Indeed, this whole episode reinforces some basic tenets of crisis communications.

  1. Provide a port in the storm. In a chaotic environment, your constituents will turn to things that appear credible and trustworthy.
  2. Keep it simple. We didn’t put forth any fancy recommendations. We just urged organizations to be straightforward, transparent, put the protection of their people ahead of profits, and use simple language to communicate with their key constituents and the public.
  3. Rely on scientific experts. People wearing white lab coats and “Dr.” at the beginning of their name should be front and center on any health-related crisis – especially an epidemic. It’s why the single best thing in our column was the link to epidemiology and health specialists. It’s Health Crisis 101. But it’s a lesson this White House doesn’t seem to know.
  4. Provide fresh data. The update media/market analysis from Turbine Labs rooted the piece in empirical data, which could at least inform an organization’s deliberations and actions.

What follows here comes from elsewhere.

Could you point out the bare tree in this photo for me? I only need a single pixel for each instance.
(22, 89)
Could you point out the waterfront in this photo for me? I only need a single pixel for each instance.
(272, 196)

The spread of the virus appears inevitable, though there are some early signs as we go to press that there may be a decline in new cases out of China. How big and how widespread this becomes is anybody’s guess. But it is certainly an unexpected crisis at a time when the United States and many other nations – authoritarian and democratic — are unprepared.

Organizations can’t wish it away. They need to redouble their efforts to be open, transparent, and responsive, to get credible information and smart 1-2-3’s out to their key audiences, etc. As documented by the VIX, organizations need to understand that people are now scared – and they’re likely to stay that way for a while. During the first few days of the market decline, many financial professionals saw the share price drop as an opportunity. Now they are not so sure.

This is all about trust. The White House is flunking its trust test – at least so far. Organizations cannot afford to stumble down that path.

Normally I say “Happy Reading” at the end of these things. But that seems a little flip under the circumstances.

How about “Stay calm and follow the sound health advice.”